Oscar Wilde's 1895 classic comedy of manners is so well-known that it risks sounding like a dictionary of quotations.
The danger is that the writer's famous paradoxical epigrams ("Divorces are made in heaven"; "It's like washing one's clean linen in public"; "If the lower orders don't set us a good example, what on earth is the use of them") will be delivered with a kind of leaden deliberation, like sinkers on lines dropped to fish for laughs.
This Broadway production by Roundabout Theatre, filmed as it happened and played here on the NT Live model, quite avoids that danger by maintaining a pace about halfway between fizzing and breakneck.
It's a very old-fashioned staging (I mean that as a compliment) with actors strung in a line across the set and pouncing on each other's cues at a volume that seldom drops below a bellow but delivering the lines with such perfect diction that not a word is missed.
Lady Bracknell (played by director Bedford - yes, a man) is the sole, delightful exception to this rule.
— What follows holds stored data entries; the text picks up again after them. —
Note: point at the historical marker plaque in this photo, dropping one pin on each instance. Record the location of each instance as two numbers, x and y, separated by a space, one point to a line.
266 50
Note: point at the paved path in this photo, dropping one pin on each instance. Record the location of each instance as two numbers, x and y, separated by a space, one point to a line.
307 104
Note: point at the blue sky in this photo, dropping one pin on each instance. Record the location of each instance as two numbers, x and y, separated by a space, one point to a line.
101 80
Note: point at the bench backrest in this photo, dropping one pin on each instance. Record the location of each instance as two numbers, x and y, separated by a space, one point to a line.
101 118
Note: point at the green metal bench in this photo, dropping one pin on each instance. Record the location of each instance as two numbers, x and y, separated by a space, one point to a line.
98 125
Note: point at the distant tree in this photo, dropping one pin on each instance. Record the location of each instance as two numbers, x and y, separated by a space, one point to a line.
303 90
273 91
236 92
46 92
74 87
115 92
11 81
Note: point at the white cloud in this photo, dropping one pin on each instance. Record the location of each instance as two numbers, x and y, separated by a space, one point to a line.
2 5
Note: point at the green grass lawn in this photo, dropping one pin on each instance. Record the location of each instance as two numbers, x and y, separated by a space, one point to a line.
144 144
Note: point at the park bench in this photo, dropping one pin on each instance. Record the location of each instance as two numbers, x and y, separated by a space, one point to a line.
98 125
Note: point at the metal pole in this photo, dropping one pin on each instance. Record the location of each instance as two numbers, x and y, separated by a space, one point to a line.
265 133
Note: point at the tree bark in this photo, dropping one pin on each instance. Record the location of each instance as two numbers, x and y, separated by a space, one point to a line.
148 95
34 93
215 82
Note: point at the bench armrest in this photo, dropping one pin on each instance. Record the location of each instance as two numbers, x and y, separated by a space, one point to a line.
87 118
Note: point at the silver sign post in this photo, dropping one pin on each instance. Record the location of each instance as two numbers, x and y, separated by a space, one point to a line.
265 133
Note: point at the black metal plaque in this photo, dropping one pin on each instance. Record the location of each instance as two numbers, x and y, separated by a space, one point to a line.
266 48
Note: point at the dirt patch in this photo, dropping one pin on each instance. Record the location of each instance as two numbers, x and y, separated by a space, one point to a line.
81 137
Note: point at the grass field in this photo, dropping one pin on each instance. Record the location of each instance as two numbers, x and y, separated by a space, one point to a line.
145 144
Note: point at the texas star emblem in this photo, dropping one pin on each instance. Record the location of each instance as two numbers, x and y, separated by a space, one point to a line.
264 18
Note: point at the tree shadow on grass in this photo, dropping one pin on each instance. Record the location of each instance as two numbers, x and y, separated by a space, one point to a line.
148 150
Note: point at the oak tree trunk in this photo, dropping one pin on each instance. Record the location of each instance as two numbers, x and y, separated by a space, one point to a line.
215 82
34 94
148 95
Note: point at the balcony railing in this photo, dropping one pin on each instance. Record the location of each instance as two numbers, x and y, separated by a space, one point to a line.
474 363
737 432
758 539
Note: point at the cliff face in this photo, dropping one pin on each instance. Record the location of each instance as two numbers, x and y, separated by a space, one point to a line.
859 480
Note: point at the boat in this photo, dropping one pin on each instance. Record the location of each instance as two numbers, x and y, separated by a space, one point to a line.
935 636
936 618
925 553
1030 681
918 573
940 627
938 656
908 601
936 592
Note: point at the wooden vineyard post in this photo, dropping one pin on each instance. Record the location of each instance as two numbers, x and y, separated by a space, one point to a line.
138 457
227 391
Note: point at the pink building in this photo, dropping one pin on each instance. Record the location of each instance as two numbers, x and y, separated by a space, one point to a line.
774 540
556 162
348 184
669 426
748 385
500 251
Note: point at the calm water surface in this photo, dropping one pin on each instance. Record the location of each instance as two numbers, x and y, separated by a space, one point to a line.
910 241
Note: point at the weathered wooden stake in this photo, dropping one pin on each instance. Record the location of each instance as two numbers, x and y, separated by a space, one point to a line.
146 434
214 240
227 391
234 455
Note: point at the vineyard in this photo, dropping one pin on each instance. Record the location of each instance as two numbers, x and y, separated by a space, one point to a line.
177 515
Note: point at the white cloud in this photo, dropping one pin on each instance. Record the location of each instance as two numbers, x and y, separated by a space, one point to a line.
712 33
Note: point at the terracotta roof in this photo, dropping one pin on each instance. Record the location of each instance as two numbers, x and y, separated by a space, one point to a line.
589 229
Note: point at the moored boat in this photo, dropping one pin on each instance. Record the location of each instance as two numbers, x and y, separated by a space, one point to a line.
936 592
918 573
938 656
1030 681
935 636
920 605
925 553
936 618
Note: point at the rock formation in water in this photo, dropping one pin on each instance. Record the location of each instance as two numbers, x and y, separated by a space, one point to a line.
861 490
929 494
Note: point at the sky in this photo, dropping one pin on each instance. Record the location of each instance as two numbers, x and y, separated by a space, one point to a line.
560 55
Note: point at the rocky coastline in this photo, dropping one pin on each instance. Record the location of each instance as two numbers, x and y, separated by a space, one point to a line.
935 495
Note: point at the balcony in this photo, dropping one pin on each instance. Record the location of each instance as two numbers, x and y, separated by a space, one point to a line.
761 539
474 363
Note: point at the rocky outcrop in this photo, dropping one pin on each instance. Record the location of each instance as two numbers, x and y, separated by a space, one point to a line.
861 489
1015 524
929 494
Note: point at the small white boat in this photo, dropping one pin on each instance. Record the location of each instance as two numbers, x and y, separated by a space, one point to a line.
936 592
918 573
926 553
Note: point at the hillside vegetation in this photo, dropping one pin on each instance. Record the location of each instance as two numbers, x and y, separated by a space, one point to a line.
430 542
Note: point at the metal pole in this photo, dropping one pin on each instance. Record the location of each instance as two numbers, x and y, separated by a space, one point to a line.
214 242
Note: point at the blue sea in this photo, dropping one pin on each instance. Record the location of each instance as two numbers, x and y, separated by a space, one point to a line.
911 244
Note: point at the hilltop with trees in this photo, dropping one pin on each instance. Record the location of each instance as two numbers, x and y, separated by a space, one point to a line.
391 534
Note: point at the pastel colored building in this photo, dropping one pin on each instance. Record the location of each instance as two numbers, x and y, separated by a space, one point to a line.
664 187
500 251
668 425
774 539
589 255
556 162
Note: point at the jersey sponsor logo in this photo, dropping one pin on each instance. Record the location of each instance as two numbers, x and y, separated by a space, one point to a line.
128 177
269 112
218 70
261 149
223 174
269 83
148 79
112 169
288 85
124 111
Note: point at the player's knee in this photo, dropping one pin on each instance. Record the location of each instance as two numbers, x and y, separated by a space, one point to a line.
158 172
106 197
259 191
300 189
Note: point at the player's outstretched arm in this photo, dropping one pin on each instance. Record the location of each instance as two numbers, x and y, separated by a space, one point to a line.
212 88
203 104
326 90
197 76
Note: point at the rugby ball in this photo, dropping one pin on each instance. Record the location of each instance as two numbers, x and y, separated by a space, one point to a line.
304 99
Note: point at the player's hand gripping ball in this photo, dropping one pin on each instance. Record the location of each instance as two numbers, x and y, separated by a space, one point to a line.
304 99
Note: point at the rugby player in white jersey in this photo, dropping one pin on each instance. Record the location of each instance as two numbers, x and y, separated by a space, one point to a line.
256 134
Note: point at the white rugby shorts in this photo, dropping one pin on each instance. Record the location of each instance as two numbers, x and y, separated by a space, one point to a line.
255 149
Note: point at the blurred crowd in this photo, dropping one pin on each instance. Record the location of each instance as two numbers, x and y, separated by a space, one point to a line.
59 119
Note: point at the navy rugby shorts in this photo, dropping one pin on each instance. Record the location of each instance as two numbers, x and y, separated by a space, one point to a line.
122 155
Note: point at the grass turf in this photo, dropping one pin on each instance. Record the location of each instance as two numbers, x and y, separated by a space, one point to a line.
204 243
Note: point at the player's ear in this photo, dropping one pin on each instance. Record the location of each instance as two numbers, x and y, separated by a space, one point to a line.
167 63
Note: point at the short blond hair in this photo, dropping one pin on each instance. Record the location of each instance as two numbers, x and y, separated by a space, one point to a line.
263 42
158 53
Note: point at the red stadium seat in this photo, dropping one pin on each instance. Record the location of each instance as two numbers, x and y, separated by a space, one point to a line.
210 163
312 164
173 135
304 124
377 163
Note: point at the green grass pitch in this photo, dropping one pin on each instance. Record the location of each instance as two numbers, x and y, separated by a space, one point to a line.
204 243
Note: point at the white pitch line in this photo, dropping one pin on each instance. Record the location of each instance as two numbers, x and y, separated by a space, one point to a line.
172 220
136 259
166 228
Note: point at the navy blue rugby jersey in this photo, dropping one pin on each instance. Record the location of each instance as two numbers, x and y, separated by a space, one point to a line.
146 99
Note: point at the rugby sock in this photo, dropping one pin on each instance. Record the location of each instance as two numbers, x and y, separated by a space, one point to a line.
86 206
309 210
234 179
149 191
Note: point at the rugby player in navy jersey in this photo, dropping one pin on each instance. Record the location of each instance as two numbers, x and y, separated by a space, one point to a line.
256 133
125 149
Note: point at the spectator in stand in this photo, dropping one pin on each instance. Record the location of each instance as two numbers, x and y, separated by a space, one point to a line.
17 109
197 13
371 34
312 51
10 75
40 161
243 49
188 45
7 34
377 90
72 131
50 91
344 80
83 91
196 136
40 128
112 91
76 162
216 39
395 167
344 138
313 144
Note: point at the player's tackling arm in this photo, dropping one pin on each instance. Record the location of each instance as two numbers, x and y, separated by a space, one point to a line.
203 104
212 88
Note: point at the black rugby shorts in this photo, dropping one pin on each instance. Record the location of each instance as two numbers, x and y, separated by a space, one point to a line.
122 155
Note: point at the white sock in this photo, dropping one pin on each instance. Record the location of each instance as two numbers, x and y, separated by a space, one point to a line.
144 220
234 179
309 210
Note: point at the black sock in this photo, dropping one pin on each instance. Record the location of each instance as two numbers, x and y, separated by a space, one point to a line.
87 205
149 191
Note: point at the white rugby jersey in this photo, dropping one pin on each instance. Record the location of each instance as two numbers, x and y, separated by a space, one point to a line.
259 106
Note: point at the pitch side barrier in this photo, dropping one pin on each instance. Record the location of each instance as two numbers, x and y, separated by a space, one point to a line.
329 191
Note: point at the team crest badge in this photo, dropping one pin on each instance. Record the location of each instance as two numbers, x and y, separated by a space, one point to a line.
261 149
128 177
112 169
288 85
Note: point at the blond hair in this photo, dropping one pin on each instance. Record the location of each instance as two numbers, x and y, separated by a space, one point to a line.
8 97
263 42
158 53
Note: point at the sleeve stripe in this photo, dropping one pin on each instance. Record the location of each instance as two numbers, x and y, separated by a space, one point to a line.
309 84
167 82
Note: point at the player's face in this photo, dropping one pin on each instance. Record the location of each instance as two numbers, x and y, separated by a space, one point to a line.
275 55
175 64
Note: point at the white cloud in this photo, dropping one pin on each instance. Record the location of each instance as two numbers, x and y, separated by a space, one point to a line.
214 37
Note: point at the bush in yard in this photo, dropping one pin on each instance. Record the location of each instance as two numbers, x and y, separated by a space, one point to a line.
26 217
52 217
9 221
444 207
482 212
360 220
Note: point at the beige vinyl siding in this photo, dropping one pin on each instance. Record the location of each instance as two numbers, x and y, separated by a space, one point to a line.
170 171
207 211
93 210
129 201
The show's obvious centrepiece, s/he devours each line - and, better still, each silence - with the relish of a gourmet.
Within a few seconds of taking the stage he has destroyed the reputation of every woman who ever took the role. You have to see him to believe how good he is.
If you've never seen Earnest, there could be no better place to start; if you're a fan of the play, you should probably make this the last time you see it - nothing else could measure up.
Stars: 5/5
Cast: Brian Bedford, Charlotte Parry, Sara Topham, Santino Fontana, David Furr
Director:Brian Bedford
Running time:165 mins inc interval
Rating:Exempt
Verdict: Pitch-perfect
The film has strictly limited sessions at Bridgeway, Lido Hamilton, Matakana, Rialto Tauranga and Rialto Newmarket from today until June 25.